Маркиз поднял аппарат:
— Меня зовут Якоб Ван дер Меер. Гражданин Ларгитаса.
— Вы свидетель?
— Я вроде как пострадавший. Извините за беспокойство, случилась ошибка. Товарищ перебрал лишнего. Мы уже разобрались, инцидент исчерпан.
Щит, вспомнил он. Железо пальцев. Железо оков. Железо клейма. Подбородок Белого Страуса затрясся, как у старухи на чужих похоронах: внезапно, без видимой причины. Он боялся, что у этих воспоминаний острые зубы. Острые зубы и долгая жизнь.
— Вы уверены?
— В чем?
— Что инцидент исчерпан?
— Абсолютно. Не имею на этот счет никаких сомнений.
— Идиоты, — с гематрийской бесстрастностью сказал уником. — Вероятность семьдесят два и шесть десятых процента.
Связь прервалась.
Марк смотрел на маркиза, вжавшись в спинку кресла. Взгляд его был взглядом волка, угодившего в капкан. На всякий случай Ван дер Меер отошел к окну. Он прекрасно понимал, что расстояние его не спасет. Логика подсказывала: Марка не следует опасаться. Вторая бомба вряд ли упадет в воронку от первой. Но тело действовало само, вопреки логике.

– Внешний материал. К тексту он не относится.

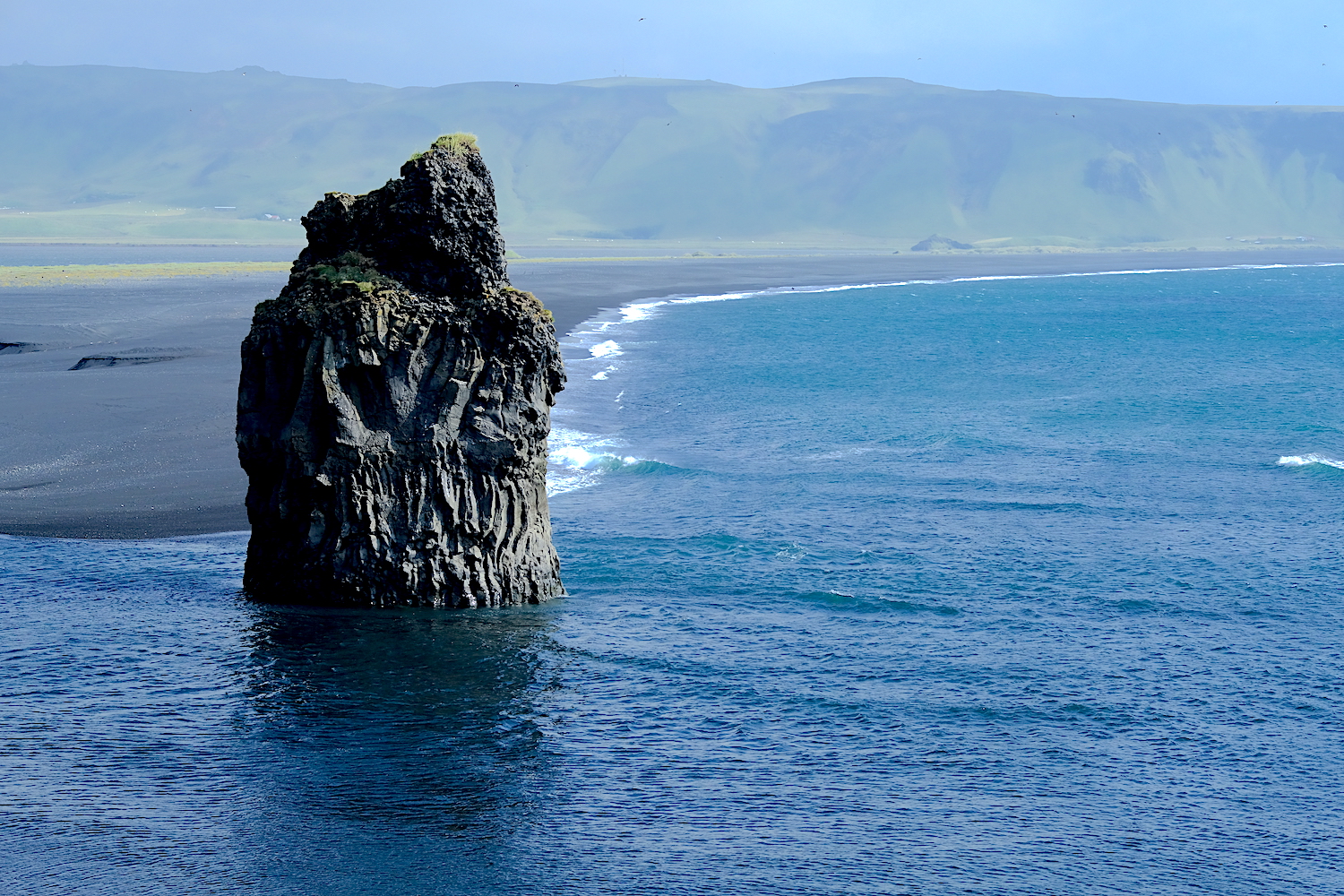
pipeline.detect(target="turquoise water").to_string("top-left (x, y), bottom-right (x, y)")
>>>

В его глазах нет паники, отметил маркиз. В позе нет затравленности или обреченности. Хищник оценивает ситуацию, прикидывает варианты, готов действовать. Атаковать, отгрызть лапу, сдаться, покончить с собой — любое действие станет результатом трезвого расчета. Обер-центурион Тумидус изучает проблему, как ботву, распятую на щите — без лишних эмоций. А я даже не знаю, как зовут эту проблему.
— Зачем? — маркиз закашлялся.
Марк молчал.
— Зачем вы пытались меня заклеймить?
— Не спрашивайте.
— Вы сошли с ума?
— Не спрашивайте. Я не отвечу.
— Почему?
— Не имею права.
— Какое, к чертям собачьим, право?! Вы чуть не сделали меня рабом!

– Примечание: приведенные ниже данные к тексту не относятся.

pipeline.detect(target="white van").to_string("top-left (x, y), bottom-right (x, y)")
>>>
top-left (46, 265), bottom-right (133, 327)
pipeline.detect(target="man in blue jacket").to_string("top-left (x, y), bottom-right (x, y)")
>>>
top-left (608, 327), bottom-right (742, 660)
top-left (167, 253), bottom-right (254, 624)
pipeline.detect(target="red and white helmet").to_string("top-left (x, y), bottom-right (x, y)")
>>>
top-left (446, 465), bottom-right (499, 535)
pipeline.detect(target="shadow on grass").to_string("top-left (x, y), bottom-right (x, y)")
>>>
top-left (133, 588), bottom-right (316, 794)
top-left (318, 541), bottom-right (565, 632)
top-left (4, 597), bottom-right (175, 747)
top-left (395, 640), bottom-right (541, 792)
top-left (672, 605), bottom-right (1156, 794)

— Сдайте меня в полицию. Так будет лучше.
— Откуда вы шли?
Вопрос был задан по-идиотски — вероятность идиотизма очень точно, до десятых долей процента, обозначил диспетчер службы «сто один». Но Марк понял и даже ответил:
— Мы курили с Манойей. Там, во дворике.
— Вы же не курите!
— Какая разница? Сдайте меня в полицию. Я требую.

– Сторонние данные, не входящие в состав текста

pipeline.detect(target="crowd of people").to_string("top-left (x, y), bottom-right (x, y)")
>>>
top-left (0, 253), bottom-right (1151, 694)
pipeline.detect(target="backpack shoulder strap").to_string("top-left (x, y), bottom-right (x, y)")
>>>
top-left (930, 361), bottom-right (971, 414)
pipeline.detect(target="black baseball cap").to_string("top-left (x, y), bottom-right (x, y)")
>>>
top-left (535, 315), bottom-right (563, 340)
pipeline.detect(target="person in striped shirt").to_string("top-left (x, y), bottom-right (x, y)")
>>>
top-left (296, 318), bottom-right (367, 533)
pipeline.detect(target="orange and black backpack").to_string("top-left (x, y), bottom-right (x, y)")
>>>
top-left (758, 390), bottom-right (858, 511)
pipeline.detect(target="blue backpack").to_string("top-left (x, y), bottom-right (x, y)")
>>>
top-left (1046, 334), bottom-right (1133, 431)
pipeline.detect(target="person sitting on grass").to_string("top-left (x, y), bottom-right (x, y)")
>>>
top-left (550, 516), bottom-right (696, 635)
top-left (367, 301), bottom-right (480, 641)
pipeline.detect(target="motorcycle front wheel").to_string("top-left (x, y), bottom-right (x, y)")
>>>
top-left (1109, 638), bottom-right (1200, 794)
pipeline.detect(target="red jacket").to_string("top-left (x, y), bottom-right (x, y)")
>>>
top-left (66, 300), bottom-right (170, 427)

— Вот! — дав волю чувствам, Ван дер Меер сунул под нос упрямцу туго скрученный кукиш. — Выкуси! Ты мне должен, придурок! Ты мне так должен, что я из тебя всю душу выну… Отвечай! Что ты делал во дворе с Манойей Илхикаминой?
— Мы курили.
— И после третьей затяжки ты решил взять меня в рабы?!
— Я виноват. Готов понести заслуженное…
— Неси! Отвечай на мои вопросы! Ты курил с Манойей. Потом ты решил взять меня в рабы. Что у вас произошло? Ты ведь не хотел взять в рабы именно меня, Якоба Ван дер Меера! Тебя устроил бы любой не-помпилианец… Главное — срочно, немедленно. Но здесь — ваше представительство, здесь сплошные помпилианцы. А тебе нужно было сразу, без отлагательств. Вот ты и шел, весь на психе… Ты следишь за моими рассуждениями?
— Я сейчас уйду. Вы меня не остановите.
— Уходи! А я пойду за тобой! Я буду орать на весь корпус! Ты сказал: «Помпилианец…» Ты еще валялся в кресле, как куль дерьма, а уже давил на главное: «Помпилианец. Настоящий…» Ты хотел подтвердить себе, что ты помпилианец? Что способен клеймить? Ты что, пытался заклеймить Манойю и не смог?!
— Я ухожу, — Марк встал.
— Оставайтесь в номере, — велела госпожа Зеро. — Я уже лечу.
— Что?!
— Ничего. Скоро буду.
Якоб Ван дер Меер замотал головой. Он боялся, что сошел с ума. Заразился от Марка. Последствия клеймения, нервного стресса — галлюцинации, на манер вторичного эффекта Вейса.